One step closer


ストレッチと簡単なアップをすると「スタートまであと15分!」カウントダウンのアナウンスが流れる。気持ちが徐々に高ぶり、心地よい緊張感を楽しむ。開始5分程前にシカゴ市長のスピーチ。市長もスタート前の皆の興奮状態を悟ったのか、とても簡潔に挨拶。開始3分前、会場の盛り上がりはピークに達する。


いよいよスタート!

8Kのコースは、シカゴのダウンタウン内で完結する。道路は通行止めになり、大勢のランナーが街中を全速力で駆け抜ける。
前に何千人もの人が走る中、ひたすら走る。まるで、前にいる群衆に引っ張られ、後ろから来る群衆に押されるように走る。明らかに通常の自分のペースではない。
1mile(約1.6k)通過の看板とタイムがちらっと見える。まだ1mile。
息があがり始め少しペースを落としたいと思いながら、大勢の人が自分の前を走り、後ろから自分を抜き去ろうとする人に惑わされ、無理なペースを貫く。
2mileぐらいを走ったところであろうか。もういい加減ペースを落とさなければ、心肺機能が持続できないところまで達し、若干ペースダウン。普段は意識もしないような緩やかな坂が、とてもきつい。ペースを落とした瞬間後ろから人に抜かれる頻度とその人数が増える。頭に「歩く」ことや「リタイヤ」がちらつき、あらぬ欲望をあわてて消し去る。街頭では、多くの観衆が応援をしてくれている。「Looking good! Looking good!」という言葉が耳に入る。「その調子。頑張れ!」みたいなものであろう。このかけ声がとても有り難い。
3−4mile間は若干ペースを落としながらも、持ち前の負けん気で必死に前方にいる人にくらいつこうとする。朝ご飯食べ過ぎたかもしれない等、言い訳臭いことを考えながら、頭の中で早く終わらせたいと強く願う。
そして、ダウンタウンの高層ビル街を抜けゴールのGrand Parkと高層ビルの間を突っ切るミシガンアベニューに到達。残すところ1mile。横っ腹が痛む。肝機能が金縛りにあったような感覚。意識も少し遠のいている。これは本当にペースダウンをしないとリタイヤなると察し、ペースを調整。そうこうしているうちに、後ろからとてもふくやかな、明らかに自分より体重が重い女性に抜かれる。「もうだめ。。。」弱気と悔しさが入り交わる。
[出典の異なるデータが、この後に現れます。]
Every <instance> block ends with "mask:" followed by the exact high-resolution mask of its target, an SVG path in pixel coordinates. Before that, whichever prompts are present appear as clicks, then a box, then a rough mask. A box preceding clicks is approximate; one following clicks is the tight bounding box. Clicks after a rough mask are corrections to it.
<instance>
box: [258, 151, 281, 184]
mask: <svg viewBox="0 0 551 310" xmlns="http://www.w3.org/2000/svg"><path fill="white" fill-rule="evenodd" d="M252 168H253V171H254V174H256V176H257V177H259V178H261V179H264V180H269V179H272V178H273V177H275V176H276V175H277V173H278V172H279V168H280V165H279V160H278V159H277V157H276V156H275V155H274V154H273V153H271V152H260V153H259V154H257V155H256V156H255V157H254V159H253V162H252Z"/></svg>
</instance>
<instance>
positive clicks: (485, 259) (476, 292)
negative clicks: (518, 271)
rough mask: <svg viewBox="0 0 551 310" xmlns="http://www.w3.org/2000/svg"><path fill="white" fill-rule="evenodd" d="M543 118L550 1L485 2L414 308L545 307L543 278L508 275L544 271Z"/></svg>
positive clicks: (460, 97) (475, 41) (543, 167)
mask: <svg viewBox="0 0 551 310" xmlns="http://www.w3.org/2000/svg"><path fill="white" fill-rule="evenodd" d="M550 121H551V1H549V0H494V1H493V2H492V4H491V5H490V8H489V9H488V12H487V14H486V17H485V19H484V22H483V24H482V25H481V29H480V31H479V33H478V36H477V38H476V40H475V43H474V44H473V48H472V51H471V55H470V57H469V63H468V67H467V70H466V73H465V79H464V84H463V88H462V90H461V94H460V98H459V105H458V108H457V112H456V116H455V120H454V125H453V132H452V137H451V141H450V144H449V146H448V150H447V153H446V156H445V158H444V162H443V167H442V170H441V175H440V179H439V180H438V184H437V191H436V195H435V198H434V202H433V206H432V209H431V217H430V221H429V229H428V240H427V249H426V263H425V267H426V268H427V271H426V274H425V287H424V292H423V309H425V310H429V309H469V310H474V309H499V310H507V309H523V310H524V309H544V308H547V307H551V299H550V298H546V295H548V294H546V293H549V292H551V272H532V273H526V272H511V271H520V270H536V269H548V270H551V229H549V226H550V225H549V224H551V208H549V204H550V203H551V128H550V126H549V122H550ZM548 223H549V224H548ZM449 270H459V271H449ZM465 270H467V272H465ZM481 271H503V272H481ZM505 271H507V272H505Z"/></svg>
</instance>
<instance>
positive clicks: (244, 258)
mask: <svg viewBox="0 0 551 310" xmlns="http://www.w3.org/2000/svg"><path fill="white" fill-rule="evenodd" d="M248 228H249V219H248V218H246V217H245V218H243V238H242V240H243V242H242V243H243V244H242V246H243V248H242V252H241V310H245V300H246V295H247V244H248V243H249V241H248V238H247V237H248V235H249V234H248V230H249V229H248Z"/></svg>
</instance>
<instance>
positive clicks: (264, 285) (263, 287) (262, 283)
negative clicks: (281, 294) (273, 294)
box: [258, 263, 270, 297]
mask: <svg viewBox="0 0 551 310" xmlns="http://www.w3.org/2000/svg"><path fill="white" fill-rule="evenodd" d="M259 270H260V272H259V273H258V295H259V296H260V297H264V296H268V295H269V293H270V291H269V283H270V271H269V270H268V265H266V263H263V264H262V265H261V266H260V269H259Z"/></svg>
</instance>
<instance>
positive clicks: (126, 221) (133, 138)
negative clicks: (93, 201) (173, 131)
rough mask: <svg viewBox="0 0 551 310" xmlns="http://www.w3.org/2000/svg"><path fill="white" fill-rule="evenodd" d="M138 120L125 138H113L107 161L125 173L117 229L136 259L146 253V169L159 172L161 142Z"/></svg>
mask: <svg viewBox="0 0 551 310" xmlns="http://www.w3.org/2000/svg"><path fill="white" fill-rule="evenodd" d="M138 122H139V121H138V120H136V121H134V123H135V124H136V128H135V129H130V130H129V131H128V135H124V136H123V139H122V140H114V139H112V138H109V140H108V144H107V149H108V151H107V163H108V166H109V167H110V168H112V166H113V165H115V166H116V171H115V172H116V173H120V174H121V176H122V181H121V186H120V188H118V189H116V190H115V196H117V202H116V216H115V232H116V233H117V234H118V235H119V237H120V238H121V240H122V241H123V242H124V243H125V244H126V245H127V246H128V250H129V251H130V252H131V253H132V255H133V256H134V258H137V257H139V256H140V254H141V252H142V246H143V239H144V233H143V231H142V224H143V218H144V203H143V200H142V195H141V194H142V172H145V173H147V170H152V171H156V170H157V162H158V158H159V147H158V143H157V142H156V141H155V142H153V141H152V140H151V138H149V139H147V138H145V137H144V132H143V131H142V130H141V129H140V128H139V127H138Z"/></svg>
大勢の観客が見え、応援の大歓声が聞こえた瞬間、足が軽くなりゴールへ直行。
ゴール!!!!!!

タイムは36分35秒。完走者23,865人中 1,404位。これは、完走者の上位6%以内に入る成績。これらのタイムと順位は、全ランナーに配られる靴に着用するチップで集計され、http://www.shamrockshuffle.comに公式記録として公表されている。
人生初の公式ランニングイベントに参加した今回の経験は、想像以上に有意義なものとなり、次の大会に向けて課題を与えてくれるものとなった。大会出場の要領、スタートの位置取り、ペースの重要性、本番の緊張感等、まだまだトレーニングをしなければいけないことが山積みである。

その日の晩、共に走った人と応援に来てくれた皆で焼き肉を食べ、充実感に浸った。